Not every storm was meant to break ya’
… there are moments in life when the world splits into two groups …
People who jump ship
vs.
People who stay the course
Leaving isn’t shameful. Often it’s the right call - especially if it is inline with your tolerance for risk. When others step away, a rare opportunity opens for the person who remains. That window is not just about persistence.
It’s about building conviction
Conviction is different from stubbornness. It comes from asking questions that are easier to skip:
Where exactly am I?
Where exactly was I before this?
Can I still get to the place I thought I was headed?
These questions forced me to re-evaluate direction and motive. They have driven me to redraw maps to match the terrain I find myself on. Some destinations, I believe are still worth reaching and I’m building even more conviction. Now I can feel that I will get there because I’ve recommitted to the journey with clearer principles and sharper eyes.
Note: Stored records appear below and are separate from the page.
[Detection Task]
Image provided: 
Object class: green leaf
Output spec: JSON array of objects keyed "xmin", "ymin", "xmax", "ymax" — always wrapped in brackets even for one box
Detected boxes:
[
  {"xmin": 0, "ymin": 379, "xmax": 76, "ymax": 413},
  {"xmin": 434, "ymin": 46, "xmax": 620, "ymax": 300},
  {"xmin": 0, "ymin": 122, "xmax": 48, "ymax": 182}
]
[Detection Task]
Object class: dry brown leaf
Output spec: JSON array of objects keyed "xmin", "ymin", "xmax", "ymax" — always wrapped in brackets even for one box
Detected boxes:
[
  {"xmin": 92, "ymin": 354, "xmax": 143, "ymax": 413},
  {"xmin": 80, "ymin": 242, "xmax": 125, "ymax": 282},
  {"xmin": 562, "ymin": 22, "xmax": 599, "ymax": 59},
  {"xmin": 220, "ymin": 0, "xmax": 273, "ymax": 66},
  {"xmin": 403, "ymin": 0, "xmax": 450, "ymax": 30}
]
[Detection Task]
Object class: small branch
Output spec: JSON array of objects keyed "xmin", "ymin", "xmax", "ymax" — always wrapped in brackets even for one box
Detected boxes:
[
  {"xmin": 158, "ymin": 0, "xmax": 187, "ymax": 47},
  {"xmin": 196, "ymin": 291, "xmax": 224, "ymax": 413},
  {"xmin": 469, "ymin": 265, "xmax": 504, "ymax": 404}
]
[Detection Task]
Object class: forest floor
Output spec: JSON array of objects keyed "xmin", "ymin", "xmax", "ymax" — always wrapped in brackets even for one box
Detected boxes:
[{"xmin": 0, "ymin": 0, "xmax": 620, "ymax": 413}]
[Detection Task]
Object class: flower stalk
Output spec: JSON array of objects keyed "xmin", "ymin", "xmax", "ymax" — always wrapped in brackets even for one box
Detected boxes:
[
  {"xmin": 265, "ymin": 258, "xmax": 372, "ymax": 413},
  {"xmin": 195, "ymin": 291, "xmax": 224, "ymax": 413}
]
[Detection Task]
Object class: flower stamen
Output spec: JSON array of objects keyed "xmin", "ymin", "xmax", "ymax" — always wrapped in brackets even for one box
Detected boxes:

Recommitment starts with First Principles
… until we’re left with what actually matters. Not limited to questioning our why, sometimes we develop new first principles.
Either way, we need to practice.
… choosing to experiment where others stop,
Choosing to accept short-term discomfort for long-term clarity
This is a golden time in your life.
People who jump ship aren’t bad for doing so; they simply had different risk tolerances over a different horizon. If we decided to stay the course, the decision to do so becomes more meaningful. We can learn things the others can’t - because they’ve left the field we are on.
We can develop insights born of deep exposure to the problem.
Our insights compound.
Building conviction when others have left gives us the chance to change our identity.
Alas, this is a lonely journey - it has to be, by design.
New Character
The slow accumulation of small repeated practices (e.g. 200 strong days at the gym in a year) become part of your new character over time. Testing assumptions starts to feel different when less people are watching (i.e. Remember, they have left the field). Failure is starting to feel more like joyful experimentation. “Oh fuck” moments feel less terrifying and more mechanical: recalibration.
When did you last examine your destination? Did you decide to keep going?